In English Exceptionalism
Revisited, published previously on this blog, I argued for the need to
reexamine the convention that English law was different from Continental law. I
suggested that claims for English exceptionalism are often based on privileging
the history of common law over the history of other jurisdictions and legal
systems that co-existed in England. In this second part, I would like to examine
yet another issue: how narratives of English exceptionalism use Continental law
as a strawman. Because of considerations of space, I focus my attention on the claim
that common law was different because (contrary to Continental law) it included
an immemorial customary law. This claim became central to English legal
thinking in the late sixteenth and the seventeenth centuries, but it also persists
to-date. It is based, inter alia, on the (silent) assumption that Continental
law was not an immemorial customary
law, but instead a system based on scholarly debates, legislation, and Roman
law.
Historians of Continental
law would disagree. In their telling, customs were a central element also in
the continent. From as early as classical Roman law and into the nineteenth
century, Continental jurists habitually identified local law as customary. They
suggested that it was a legitimate expression of a legal diversity that allowed
for different local solutions despite the existence of an overreaching common core
uniting all Romans (first), Christians (second) and Europeans (third). Jurists’

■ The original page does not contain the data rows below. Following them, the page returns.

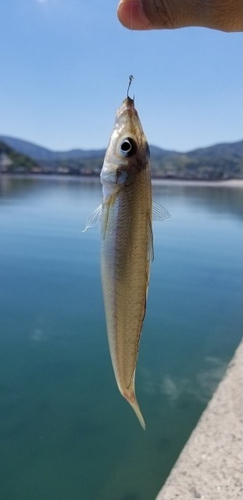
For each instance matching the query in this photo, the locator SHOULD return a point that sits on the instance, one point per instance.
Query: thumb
(150, 14)
(225, 15)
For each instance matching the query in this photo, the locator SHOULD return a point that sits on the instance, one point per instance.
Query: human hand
(224, 15)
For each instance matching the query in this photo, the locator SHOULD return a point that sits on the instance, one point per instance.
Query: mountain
(221, 161)
(13, 161)
(39, 153)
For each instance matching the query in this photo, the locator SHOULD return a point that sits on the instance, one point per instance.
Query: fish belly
(125, 260)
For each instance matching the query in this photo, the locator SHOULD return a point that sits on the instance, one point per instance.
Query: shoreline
(227, 183)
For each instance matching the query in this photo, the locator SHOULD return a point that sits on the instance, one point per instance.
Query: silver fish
(127, 243)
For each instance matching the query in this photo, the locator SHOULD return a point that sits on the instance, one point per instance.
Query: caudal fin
(131, 398)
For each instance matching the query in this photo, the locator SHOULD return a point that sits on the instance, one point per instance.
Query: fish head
(127, 153)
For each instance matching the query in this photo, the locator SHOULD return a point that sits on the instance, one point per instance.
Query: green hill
(221, 161)
(12, 161)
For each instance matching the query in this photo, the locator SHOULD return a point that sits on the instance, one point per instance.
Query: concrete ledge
(210, 467)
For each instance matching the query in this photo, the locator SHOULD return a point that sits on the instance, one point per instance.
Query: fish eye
(128, 147)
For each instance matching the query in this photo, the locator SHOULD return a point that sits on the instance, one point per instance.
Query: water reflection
(61, 417)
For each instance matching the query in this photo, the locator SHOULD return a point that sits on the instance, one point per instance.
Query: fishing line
(131, 77)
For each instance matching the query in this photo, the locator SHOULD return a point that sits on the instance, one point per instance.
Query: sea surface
(65, 431)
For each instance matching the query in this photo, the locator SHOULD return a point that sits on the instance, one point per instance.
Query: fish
(125, 217)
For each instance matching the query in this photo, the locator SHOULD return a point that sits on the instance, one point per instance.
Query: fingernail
(132, 15)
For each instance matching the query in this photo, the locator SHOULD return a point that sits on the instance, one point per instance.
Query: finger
(131, 14)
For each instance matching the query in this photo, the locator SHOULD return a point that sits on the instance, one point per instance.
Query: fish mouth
(127, 105)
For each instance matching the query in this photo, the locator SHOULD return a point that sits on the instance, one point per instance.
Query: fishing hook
(131, 78)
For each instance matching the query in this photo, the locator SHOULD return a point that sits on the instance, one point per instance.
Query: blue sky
(65, 67)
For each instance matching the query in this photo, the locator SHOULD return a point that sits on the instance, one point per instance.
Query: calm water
(65, 431)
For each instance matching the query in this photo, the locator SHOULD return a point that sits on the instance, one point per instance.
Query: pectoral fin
(94, 218)
(159, 212)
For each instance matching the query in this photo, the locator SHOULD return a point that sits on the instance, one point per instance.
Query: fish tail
(131, 398)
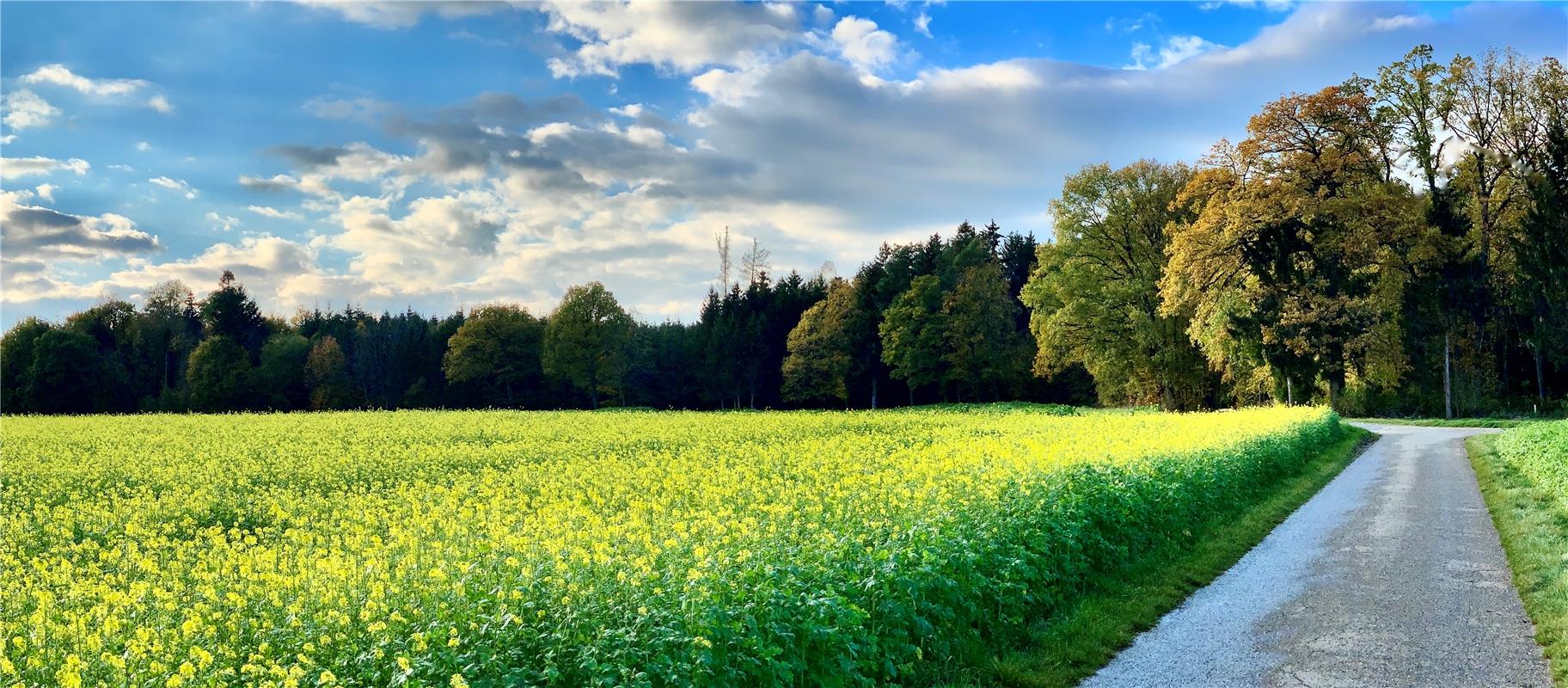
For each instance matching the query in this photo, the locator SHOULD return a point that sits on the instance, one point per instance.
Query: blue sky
(444, 156)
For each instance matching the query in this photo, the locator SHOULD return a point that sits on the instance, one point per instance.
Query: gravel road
(1388, 577)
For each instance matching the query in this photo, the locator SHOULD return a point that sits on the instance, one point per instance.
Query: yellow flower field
(585, 547)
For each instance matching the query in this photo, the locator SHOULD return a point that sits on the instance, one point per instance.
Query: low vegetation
(1524, 476)
(560, 549)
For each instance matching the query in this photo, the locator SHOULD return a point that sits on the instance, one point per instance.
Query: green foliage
(1095, 291)
(587, 549)
(17, 352)
(281, 375)
(66, 372)
(1282, 267)
(1523, 474)
(585, 341)
(985, 352)
(915, 333)
(222, 377)
(327, 372)
(230, 312)
(498, 347)
(820, 348)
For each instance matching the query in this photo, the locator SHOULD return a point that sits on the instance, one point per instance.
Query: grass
(1452, 422)
(1084, 636)
(1534, 530)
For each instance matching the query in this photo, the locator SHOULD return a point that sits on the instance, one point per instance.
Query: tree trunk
(1448, 375)
(1540, 377)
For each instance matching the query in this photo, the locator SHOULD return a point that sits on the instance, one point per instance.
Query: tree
(327, 372)
(820, 348)
(1282, 265)
(498, 347)
(17, 350)
(68, 373)
(983, 350)
(585, 341)
(1095, 291)
(915, 335)
(168, 329)
(1541, 295)
(220, 377)
(281, 377)
(230, 312)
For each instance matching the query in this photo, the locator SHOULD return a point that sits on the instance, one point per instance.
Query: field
(1524, 476)
(588, 547)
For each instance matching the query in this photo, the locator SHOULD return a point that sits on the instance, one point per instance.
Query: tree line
(1391, 245)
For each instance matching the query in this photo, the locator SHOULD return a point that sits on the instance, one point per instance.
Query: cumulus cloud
(403, 13)
(16, 168)
(176, 185)
(863, 44)
(60, 76)
(275, 213)
(1175, 51)
(677, 36)
(223, 223)
(32, 232)
(505, 198)
(102, 88)
(356, 108)
(26, 108)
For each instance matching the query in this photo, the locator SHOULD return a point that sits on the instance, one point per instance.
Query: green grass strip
(1084, 636)
(1452, 422)
(1534, 527)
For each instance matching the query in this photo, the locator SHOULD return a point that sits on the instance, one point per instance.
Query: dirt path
(1388, 577)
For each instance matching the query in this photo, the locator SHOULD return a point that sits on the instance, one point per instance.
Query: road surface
(1389, 577)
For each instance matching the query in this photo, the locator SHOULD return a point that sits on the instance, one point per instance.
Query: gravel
(1389, 577)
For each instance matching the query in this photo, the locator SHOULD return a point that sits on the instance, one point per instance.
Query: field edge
(1534, 533)
(1454, 422)
(1082, 638)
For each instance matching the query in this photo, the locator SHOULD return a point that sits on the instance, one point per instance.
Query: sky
(445, 156)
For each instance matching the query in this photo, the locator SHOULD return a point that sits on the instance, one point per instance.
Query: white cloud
(176, 185)
(1176, 51)
(1393, 24)
(1010, 76)
(275, 213)
(26, 108)
(60, 76)
(356, 108)
(677, 36)
(34, 232)
(1271, 5)
(808, 152)
(102, 88)
(634, 110)
(16, 168)
(401, 13)
(863, 44)
(223, 223)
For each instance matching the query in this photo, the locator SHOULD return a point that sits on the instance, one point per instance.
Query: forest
(1393, 245)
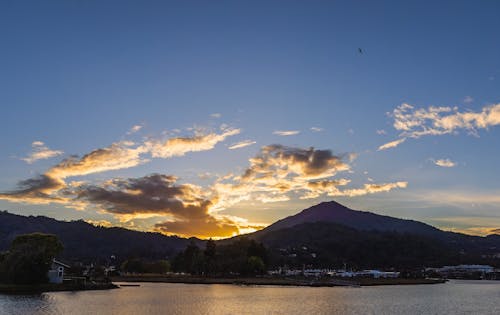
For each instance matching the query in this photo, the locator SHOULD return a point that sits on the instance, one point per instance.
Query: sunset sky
(214, 118)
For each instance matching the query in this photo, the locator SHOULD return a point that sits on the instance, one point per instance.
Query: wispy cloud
(51, 186)
(391, 144)
(279, 173)
(445, 163)
(134, 129)
(435, 121)
(241, 144)
(468, 100)
(286, 132)
(40, 152)
(181, 145)
(415, 123)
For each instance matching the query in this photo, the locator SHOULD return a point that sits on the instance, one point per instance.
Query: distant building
(56, 271)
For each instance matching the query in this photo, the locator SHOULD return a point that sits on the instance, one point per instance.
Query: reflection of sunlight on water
(456, 297)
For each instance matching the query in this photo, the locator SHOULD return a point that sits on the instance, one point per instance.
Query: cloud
(117, 156)
(279, 173)
(241, 144)
(468, 100)
(51, 187)
(286, 132)
(373, 188)
(40, 152)
(37, 190)
(207, 227)
(415, 123)
(445, 163)
(182, 145)
(160, 195)
(391, 144)
(134, 129)
(283, 161)
(98, 223)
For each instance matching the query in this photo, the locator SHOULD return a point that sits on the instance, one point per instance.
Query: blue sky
(77, 77)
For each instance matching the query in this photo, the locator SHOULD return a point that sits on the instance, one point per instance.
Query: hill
(334, 212)
(335, 233)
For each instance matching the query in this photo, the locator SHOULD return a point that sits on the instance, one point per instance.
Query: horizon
(218, 119)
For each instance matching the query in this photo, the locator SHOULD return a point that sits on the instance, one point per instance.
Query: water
(454, 297)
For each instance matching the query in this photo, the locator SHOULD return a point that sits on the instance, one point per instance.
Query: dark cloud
(36, 190)
(150, 194)
(205, 227)
(284, 161)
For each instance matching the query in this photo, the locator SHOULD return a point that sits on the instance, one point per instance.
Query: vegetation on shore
(282, 281)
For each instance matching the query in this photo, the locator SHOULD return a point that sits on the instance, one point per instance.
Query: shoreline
(21, 289)
(323, 282)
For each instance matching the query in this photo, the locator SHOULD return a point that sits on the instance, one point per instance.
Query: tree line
(241, 257)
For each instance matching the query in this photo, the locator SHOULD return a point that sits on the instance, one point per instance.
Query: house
(56, 271)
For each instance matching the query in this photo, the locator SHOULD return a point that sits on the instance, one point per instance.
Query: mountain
(334, 212)
(335, 234)
(332, 232)
(84, 242)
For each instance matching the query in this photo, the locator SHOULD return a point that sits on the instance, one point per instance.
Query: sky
(216, 118)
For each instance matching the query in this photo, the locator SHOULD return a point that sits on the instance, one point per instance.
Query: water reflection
(456, 297)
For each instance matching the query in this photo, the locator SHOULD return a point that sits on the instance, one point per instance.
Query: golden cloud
(182, 145)
(40, 152)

main role was to explain how this was possible, that is, how thousands of local
legal arrangements (“customs”) could nevertheless form part of a single global
system. This was what Roman jurists did, but it was also what medieval jurists accomplished
as they slowly elaborated a system that, while validating local laws, also created
a ius commune (a common law, a system
that scholars of England identify as “Roman” or “Civil” precisely in order not to call it common law as Continental
jurists would).
The effort to harmonize
local and global were criticized by some sixteenth-century jurists. These
jurists, known as legal Humanists, insisted on identifying an authentic local customary law that would stand
in opposition to (rather than in harmony with) the common framework. Because they believed that customary law could
counter monarchical pretensions at absolutism, these jurists turned to identify
what this law included. Thereafter, the main question they asked was not
if customs existed and were important (of course they were) but who would be
charged with identifying them. In France, where this struggle was particularly
strong, the kings succeeded to have the upper hand. They gained control over
the identification of customs by instituting committees that purportedly “wrote
down” the customary laws of France but that, in reality, greatly modified them according
to royal desire as well as tied them to royal validation.

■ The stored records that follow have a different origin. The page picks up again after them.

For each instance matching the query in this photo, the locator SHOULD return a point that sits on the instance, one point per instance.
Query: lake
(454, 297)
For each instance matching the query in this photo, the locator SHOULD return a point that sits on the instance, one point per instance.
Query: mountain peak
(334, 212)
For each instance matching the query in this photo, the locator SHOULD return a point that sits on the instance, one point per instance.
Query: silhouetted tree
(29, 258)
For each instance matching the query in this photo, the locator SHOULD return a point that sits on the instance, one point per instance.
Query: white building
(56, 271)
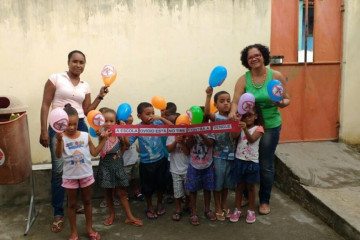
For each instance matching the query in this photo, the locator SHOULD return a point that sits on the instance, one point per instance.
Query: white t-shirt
(66, 92)
(249, 151)
(179, 162)
(76, 157)
(131, 156)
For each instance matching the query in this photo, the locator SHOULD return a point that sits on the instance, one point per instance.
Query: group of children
(212, 162)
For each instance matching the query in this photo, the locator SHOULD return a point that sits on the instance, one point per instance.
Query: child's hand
(59, 136)
(209, 91)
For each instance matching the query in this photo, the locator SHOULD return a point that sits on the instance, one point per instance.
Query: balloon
(213, 109)
(158, 102)
(108, 74)
(58, 119)
(182, 119)
(275, 90)
(217, 76)
(195, 114)
(124, 111)
(246, 102)
(95, 119)
(92, 132)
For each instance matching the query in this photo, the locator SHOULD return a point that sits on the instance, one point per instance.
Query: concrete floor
(288, 220)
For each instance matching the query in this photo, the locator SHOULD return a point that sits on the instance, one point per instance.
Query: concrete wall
(349, 105)
(165, 48)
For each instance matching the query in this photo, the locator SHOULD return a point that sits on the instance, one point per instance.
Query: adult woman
(255, 58)
(60, 89)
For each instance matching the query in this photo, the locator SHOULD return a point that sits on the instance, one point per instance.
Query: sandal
(194, 220)
(94, 236)
(135, 222)
(210, 215)
(109, 221)
(176, 216)
(103, 203)
(220, 217)
(57, 225)
(160, 211)
(153, 215)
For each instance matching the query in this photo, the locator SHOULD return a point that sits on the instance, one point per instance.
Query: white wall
(165, 48)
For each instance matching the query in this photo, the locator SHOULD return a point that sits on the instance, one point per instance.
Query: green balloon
(197, 115)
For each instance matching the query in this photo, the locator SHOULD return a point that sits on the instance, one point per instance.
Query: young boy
(200, 174)
(152, 167)
(131, 165)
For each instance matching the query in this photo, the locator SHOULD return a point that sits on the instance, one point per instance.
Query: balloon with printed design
(275, 90)
(58, 119)
(246, 102)
(217, 76)
(95, 119)
(108, 75)
(158, 102)
(182, 119)
(195, 114)
(124, 111)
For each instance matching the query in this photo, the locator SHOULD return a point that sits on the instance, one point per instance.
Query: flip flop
(153, 217)
(176, 216)
(135, 222)
(57, 226)
(160, 211)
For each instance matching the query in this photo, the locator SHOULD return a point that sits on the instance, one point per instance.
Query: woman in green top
(255, 58)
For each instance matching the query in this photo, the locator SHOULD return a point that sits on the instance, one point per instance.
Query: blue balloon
(217, 76)
(124, 111)
(92, 132)
(275, 90)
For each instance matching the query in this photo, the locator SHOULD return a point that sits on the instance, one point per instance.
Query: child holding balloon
(152, 167)
(75, 148)
(223, 152)
(111, 174)
(246, 168)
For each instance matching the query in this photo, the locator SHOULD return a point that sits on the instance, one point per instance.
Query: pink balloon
(246, 102)
(58, 119)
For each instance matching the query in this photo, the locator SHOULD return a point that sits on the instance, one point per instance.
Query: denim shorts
(223, 174)
(245, 171)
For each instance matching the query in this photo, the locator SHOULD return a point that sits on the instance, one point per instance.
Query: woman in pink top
(60, 89)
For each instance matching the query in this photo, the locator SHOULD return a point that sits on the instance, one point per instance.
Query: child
(75, 148)
(246, 165)
(131, 165)
(152, 167)
(179, 162)
(200, 174)
(223, 152)
(111, 174)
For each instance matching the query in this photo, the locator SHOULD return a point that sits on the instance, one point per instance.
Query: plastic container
(15, 155)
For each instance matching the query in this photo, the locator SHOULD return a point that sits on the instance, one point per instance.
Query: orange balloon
(95, 119)
(213, 109)
(182, 119)
(108, 74)
(158, 102)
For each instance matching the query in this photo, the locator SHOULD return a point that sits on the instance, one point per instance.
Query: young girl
(223, 152)
(111, 174)
(246, 165)
(75, 148)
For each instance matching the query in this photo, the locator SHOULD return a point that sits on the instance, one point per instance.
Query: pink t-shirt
(66, 92)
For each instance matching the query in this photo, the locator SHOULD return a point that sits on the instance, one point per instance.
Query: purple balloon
(246, 102)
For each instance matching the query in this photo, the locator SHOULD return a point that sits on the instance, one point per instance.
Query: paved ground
(287, 220)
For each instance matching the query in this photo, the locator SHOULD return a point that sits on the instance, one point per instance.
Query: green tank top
(270, 112)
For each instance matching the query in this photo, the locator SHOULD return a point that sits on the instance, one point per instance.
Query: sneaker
(235, 216)
(250, 216)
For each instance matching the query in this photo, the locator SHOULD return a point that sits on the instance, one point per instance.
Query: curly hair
(264, 52)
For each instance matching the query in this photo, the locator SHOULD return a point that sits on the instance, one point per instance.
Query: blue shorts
(223, 174)
(200, 179)
(245, 171)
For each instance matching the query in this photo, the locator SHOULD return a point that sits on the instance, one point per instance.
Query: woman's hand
(44, 139)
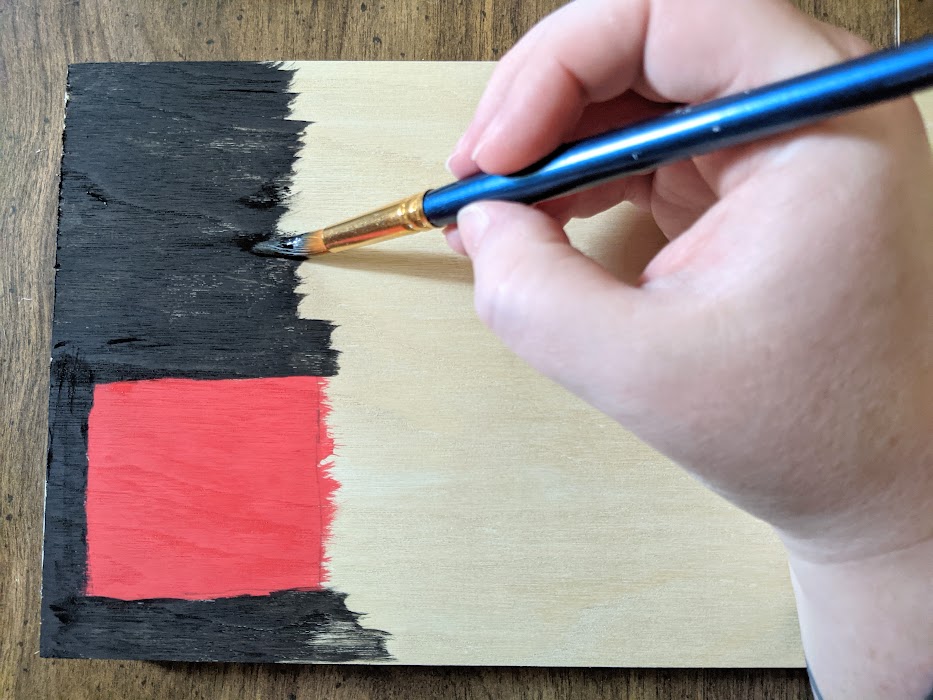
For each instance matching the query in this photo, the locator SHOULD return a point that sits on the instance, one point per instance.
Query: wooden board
(37, 39)
(484, 516)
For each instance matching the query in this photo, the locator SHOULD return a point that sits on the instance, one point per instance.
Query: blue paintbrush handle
(692, 131)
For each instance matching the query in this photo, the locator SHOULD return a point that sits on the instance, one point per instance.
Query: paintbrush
(683, 133)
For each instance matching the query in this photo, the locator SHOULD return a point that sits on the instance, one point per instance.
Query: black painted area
(241, 629)
(170, 173)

Because it was difficult to prove that certain
practices were customary, late medieval and early modern Continental jurists adopted
the convention that customs were, by definition, immemorial. In their telling,
immemoriality was a category of proof, not a historical fact. It embodied a
presumption identified as juris et de jure that, contrary to all other presumptions, admitted no proof to the contrary. As far as
these jurists were concerned, at stake was not the distinction between what
could be remembered and what had been forgotten, but a policy decision
regarding what should be proved and what could be assumed without proper proof.
This decision hinged on evaluating what society wished to protect (local law)

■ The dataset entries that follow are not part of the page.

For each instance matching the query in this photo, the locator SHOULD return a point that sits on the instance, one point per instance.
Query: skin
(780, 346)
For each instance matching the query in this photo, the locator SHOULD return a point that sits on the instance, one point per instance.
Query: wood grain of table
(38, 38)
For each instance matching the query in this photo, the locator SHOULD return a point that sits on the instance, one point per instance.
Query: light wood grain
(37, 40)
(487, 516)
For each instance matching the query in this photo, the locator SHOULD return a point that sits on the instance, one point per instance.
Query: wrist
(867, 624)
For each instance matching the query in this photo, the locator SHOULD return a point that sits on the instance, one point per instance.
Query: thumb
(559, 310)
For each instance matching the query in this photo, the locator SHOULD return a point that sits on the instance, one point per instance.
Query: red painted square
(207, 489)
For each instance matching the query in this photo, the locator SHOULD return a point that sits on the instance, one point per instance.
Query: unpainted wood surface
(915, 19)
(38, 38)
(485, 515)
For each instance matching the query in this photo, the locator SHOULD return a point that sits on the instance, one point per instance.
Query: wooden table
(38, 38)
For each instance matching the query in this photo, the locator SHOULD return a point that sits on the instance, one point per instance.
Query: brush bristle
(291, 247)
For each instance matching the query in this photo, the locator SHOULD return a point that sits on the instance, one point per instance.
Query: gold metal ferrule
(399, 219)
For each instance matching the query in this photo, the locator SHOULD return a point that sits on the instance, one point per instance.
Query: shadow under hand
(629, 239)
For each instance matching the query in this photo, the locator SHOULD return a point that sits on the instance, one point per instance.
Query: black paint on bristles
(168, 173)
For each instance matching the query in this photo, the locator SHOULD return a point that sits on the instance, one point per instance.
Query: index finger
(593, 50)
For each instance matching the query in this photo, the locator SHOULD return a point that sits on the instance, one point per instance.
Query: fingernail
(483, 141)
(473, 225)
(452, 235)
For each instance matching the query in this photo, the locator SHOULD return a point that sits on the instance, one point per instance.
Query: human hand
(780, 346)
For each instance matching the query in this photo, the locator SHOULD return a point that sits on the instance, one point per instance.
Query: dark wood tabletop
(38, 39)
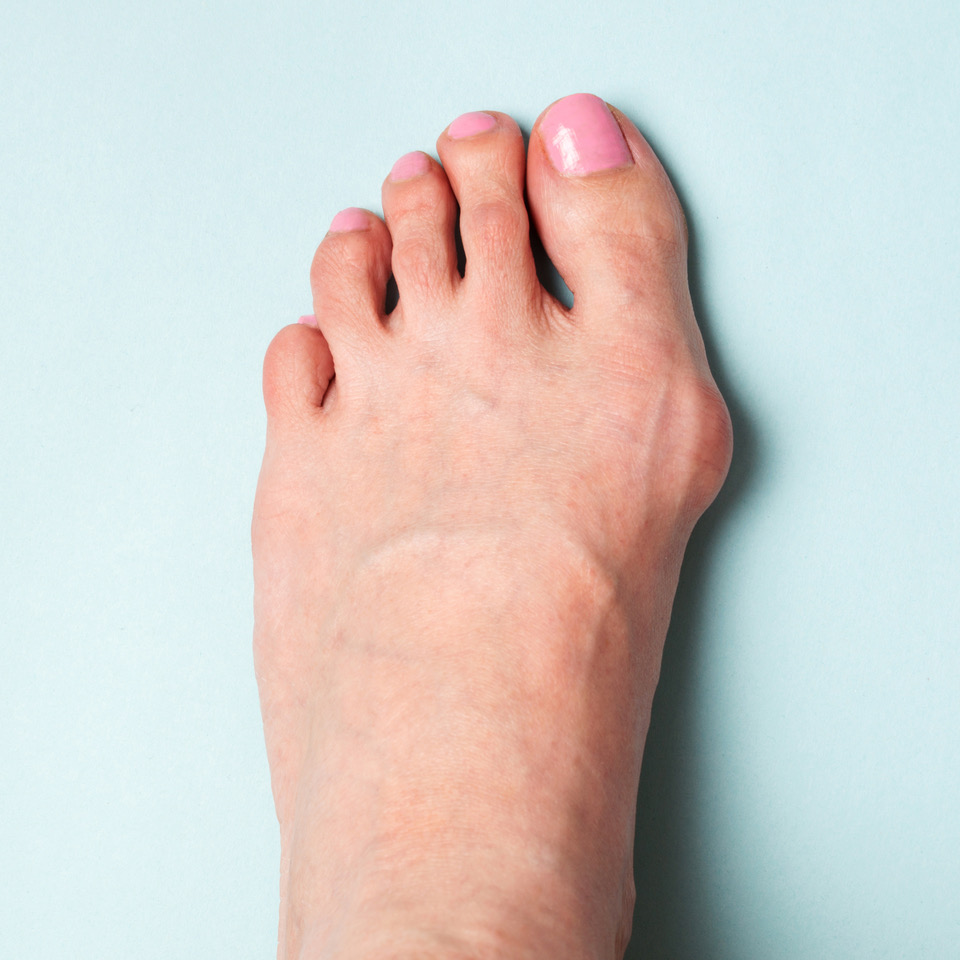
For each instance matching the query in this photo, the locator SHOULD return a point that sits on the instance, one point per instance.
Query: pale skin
(466, 547)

and how much (as strongly as possible). It represented, perhaps better than
anything else, the important place of customs in Continental juridical
elaboration.
English sixteenth- and seventeenth-century descriptions
of common law as immemorial customary law were thus part of a much larger
European conversation. This conversation initiated in the Roman empire but continued
throughout the Middle Ages and into modernity. Nonetheless, in the late sixteenth and in the seventeenth
century, English lawyers insisted that their system was radically different,
and they expressed fear of “foreign” influence. They suggested that Europe
followed Roman law, while England had a genuine customary law of its own, which
reflected the spirit of its people. This
portrait omitted the important contribution of ius commune jurists to the formation and institutionalization of
common law, including ideas regarding customs and immemoriality. It assumed
English lawyers were ignorant of developments in Europe (all evidence to the
contrary) and it constructed a Continental strawman, against which England was
compared. The result was often, to paraphrase the words of Chris
Wickham, a
“cultural solipsism” that led scholars to believe in exceptionality where not much of it existed.